I’m writing this, because I found it difficult to find a complete description of how things work in the zfs l2 cache. Some informations are very easy to find, but seem to lack details. Here is how I believe it works:
1. Format of l2:
Every device in the l2 cache is a ring buffer, if new data is written, the oldest data is dropped/overwritten. There are no other priorities to what is dropped. First written is first dropped.
The l2 is no arc, it has only one list which is feed from the arc, it does not adapt in any way, caching priorities are fix (see search order below).
2. Populating the l2:
The l2 is populated by scanning the tail end of the regular (in memory) arc lists up to a certain depth.

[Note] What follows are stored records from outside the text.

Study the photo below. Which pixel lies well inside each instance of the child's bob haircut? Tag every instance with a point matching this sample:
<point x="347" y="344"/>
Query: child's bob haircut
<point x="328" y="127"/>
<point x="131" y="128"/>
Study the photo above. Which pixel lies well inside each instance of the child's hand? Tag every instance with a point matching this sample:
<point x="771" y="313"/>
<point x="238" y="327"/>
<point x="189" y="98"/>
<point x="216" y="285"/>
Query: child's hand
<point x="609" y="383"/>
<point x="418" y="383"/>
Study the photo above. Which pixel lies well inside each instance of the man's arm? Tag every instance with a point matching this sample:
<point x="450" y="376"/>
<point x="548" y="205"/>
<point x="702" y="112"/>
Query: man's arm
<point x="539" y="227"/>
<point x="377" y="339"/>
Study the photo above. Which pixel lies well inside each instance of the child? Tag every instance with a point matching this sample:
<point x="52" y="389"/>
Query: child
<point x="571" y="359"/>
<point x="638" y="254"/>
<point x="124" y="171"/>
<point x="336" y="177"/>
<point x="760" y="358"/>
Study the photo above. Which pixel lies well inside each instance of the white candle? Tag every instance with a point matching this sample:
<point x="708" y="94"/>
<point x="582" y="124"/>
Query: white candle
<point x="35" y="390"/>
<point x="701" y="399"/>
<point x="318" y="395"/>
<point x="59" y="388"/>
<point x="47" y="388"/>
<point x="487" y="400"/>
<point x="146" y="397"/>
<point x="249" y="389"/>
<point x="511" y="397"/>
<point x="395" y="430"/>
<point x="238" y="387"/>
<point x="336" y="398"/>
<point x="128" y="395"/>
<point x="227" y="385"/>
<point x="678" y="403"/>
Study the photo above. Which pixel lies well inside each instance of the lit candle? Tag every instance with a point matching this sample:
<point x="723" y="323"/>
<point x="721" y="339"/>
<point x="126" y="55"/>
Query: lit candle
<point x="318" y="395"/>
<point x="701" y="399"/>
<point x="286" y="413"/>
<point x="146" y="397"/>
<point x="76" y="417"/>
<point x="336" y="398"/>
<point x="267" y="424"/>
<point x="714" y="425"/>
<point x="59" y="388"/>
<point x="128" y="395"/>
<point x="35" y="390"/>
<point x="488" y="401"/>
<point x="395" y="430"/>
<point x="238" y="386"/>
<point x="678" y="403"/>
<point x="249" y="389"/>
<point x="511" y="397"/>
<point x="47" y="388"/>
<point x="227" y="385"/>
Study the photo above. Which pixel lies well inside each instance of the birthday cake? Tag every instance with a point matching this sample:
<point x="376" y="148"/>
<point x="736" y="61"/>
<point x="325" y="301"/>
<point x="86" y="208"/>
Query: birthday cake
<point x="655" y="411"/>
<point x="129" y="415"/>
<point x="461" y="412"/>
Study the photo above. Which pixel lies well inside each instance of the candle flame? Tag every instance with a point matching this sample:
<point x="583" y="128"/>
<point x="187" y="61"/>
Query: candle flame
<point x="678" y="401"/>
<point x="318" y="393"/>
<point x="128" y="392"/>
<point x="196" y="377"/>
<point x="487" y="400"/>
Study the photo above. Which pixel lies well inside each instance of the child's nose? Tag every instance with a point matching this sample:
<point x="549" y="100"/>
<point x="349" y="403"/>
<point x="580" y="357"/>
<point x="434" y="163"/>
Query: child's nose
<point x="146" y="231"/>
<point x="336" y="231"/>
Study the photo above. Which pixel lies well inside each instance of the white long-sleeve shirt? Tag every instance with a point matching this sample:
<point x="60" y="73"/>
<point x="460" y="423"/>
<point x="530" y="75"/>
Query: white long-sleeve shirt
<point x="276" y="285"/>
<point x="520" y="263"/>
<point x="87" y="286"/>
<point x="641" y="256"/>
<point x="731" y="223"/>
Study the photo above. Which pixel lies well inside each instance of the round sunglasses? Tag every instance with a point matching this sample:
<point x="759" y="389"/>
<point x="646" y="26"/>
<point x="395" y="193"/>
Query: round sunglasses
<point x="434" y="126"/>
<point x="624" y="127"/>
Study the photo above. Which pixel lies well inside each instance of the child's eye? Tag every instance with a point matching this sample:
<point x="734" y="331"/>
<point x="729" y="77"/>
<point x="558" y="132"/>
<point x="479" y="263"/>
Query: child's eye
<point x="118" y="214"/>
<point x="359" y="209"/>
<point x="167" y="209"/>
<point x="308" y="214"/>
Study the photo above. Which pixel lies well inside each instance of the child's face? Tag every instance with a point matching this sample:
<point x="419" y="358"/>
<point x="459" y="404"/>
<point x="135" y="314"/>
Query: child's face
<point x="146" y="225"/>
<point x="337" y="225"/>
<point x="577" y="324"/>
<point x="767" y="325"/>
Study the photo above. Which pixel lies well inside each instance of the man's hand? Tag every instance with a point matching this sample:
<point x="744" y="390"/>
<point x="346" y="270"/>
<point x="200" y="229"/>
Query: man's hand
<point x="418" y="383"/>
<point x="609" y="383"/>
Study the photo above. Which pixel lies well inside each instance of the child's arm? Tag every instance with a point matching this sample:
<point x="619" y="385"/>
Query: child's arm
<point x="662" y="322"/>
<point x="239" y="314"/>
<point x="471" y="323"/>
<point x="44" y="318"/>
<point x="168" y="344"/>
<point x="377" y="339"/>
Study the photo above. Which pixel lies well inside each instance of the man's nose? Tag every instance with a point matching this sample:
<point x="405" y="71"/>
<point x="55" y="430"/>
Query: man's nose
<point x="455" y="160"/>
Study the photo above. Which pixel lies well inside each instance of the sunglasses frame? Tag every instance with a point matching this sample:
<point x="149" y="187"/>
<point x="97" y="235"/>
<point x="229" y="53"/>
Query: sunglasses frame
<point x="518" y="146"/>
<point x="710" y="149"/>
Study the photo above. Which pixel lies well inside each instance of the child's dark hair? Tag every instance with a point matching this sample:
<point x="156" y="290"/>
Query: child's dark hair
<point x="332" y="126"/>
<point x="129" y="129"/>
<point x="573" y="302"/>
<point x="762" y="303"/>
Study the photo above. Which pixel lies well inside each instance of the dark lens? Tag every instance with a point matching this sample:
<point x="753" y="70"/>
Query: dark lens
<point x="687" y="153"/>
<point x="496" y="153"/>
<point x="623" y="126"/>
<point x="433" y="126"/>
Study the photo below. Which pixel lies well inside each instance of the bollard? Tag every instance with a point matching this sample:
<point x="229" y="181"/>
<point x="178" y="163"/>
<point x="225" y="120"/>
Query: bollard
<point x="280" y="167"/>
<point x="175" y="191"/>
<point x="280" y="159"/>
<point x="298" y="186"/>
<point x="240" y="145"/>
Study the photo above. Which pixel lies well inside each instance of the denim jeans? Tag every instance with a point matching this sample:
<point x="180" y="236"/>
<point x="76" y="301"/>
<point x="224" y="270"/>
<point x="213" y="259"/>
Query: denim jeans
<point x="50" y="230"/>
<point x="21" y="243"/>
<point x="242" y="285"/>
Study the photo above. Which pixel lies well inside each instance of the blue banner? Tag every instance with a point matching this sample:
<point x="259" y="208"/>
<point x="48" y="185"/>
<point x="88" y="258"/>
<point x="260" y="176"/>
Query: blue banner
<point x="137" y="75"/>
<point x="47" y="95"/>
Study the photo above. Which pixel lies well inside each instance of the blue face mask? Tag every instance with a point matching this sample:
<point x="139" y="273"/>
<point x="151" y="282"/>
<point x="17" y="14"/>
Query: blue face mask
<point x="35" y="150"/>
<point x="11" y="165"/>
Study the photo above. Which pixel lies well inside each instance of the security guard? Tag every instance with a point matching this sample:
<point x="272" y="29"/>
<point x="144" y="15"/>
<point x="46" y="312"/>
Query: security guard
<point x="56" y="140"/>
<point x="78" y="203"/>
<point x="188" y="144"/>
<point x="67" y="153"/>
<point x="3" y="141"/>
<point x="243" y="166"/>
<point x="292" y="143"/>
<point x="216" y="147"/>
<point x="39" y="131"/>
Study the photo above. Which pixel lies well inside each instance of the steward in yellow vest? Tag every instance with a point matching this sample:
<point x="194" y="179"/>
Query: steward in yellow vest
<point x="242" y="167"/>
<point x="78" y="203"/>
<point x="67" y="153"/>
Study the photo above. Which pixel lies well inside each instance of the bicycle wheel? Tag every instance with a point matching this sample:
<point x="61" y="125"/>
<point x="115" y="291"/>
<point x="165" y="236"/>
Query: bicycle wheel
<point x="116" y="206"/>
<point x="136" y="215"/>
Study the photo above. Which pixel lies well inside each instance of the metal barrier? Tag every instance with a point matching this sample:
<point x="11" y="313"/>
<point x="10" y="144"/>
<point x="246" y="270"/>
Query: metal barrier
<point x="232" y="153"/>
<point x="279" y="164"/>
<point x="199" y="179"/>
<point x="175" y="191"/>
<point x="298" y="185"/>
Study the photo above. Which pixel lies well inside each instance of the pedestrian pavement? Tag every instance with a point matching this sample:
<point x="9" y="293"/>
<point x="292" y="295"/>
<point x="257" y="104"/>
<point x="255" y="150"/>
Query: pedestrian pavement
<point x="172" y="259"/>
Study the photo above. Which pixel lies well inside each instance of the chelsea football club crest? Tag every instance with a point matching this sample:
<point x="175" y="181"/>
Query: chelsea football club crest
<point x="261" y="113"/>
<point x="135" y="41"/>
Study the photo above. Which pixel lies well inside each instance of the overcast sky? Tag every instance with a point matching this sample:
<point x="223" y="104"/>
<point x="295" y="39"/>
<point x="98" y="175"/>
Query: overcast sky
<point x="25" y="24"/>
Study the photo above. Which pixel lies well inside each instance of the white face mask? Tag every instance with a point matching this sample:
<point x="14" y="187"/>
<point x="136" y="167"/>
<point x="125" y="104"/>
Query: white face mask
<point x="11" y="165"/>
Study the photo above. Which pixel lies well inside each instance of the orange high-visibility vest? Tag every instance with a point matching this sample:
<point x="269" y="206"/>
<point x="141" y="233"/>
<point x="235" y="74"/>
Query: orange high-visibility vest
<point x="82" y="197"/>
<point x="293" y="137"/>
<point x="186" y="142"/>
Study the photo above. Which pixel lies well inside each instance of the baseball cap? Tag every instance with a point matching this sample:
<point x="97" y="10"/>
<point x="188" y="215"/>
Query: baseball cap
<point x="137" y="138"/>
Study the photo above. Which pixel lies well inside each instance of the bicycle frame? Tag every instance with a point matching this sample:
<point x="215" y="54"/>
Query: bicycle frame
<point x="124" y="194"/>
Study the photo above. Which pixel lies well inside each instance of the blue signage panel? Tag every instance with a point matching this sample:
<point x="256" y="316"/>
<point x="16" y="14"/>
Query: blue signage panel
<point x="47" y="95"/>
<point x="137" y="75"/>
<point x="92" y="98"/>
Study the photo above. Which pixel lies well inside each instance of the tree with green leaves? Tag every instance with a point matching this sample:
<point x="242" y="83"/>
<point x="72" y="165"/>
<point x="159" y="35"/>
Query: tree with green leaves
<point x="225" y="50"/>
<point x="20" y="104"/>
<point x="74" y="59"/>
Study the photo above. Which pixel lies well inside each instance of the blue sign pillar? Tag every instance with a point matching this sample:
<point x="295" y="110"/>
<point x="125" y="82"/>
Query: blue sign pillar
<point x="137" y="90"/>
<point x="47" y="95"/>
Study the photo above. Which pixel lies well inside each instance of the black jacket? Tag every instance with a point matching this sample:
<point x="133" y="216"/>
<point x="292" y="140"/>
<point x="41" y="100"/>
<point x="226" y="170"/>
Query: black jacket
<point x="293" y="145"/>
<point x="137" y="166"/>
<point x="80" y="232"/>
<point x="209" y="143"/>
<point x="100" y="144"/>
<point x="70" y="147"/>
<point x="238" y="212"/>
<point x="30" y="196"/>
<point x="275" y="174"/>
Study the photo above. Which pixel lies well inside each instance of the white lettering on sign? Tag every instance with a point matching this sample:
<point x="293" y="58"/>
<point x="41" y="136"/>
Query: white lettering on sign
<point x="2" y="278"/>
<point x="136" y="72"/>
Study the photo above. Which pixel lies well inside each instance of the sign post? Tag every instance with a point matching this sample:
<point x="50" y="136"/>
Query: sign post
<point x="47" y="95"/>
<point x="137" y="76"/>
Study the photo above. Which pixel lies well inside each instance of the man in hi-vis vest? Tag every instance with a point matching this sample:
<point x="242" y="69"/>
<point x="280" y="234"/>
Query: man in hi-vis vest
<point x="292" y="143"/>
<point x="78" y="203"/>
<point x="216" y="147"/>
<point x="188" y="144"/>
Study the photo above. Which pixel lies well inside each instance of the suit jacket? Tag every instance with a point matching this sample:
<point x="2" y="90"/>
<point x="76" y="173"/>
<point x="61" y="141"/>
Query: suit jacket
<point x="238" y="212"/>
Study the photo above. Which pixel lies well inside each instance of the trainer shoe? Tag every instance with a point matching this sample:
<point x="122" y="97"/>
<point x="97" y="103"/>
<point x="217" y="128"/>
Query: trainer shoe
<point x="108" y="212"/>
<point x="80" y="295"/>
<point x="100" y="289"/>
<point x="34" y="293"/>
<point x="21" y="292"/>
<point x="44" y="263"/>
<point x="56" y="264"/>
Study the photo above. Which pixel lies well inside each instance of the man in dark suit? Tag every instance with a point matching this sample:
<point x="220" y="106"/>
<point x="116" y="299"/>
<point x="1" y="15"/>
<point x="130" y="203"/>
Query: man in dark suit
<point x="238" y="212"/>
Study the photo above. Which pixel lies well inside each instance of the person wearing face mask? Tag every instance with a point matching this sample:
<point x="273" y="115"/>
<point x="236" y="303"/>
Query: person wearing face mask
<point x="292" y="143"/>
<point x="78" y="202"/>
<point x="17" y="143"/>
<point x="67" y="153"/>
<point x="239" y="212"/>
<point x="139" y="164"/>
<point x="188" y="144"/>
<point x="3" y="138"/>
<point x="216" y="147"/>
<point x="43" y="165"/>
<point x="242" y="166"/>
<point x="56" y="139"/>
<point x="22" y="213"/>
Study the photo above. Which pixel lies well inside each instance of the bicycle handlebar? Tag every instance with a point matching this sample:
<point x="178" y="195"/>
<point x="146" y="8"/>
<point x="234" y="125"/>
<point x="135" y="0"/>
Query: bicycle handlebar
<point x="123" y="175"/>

A new scan is initiated every vfs.zfs.l2arc_feed_secs, it scans until it has found vfs.zfs.l2arc_write_max bytes, eligible for l2 (Not allready in L2, not locked etc.).
Each list is scanned from the tail up to vfs.zfs.l2arc_write_max bytes * vfs.zfs.l2arc_headroom.
The Arc lists tails are searched in the flowing order:
MFU Metadata -> MRU Metadata -> MFU Data -> MRU Data
So the MRU Data list is only searched if there is less then vfs.zfs.l2arc_write_max bytes in the other lists tails.
If a scan finds vfs.zfs.l2arc_write_max bytes in the scanned data, it is written to L2.
Because the scan only starts every vfs.zfs.l2arc_feed_secs and writes a maximum of vfs.zfs.l2arc_write_max bytes this effectively limits the write bandwidth to the l2 devices.
If multiple l2 devices are used, data is written round-robin to the devices. (which means that if they are unequal in size it is more or less random how long data is cached depending on which device the data was written to).
3. Cache hits in l2:
If data is not in the arc, but in l2, it is read from l2, and cached in the arc as if it would have been read from the primary disks. Nothing happens to the data in l2, it could be evicted shortly after the Hit (but it is in the arc then, and will probably written to the l2 again before it is evicted from arc)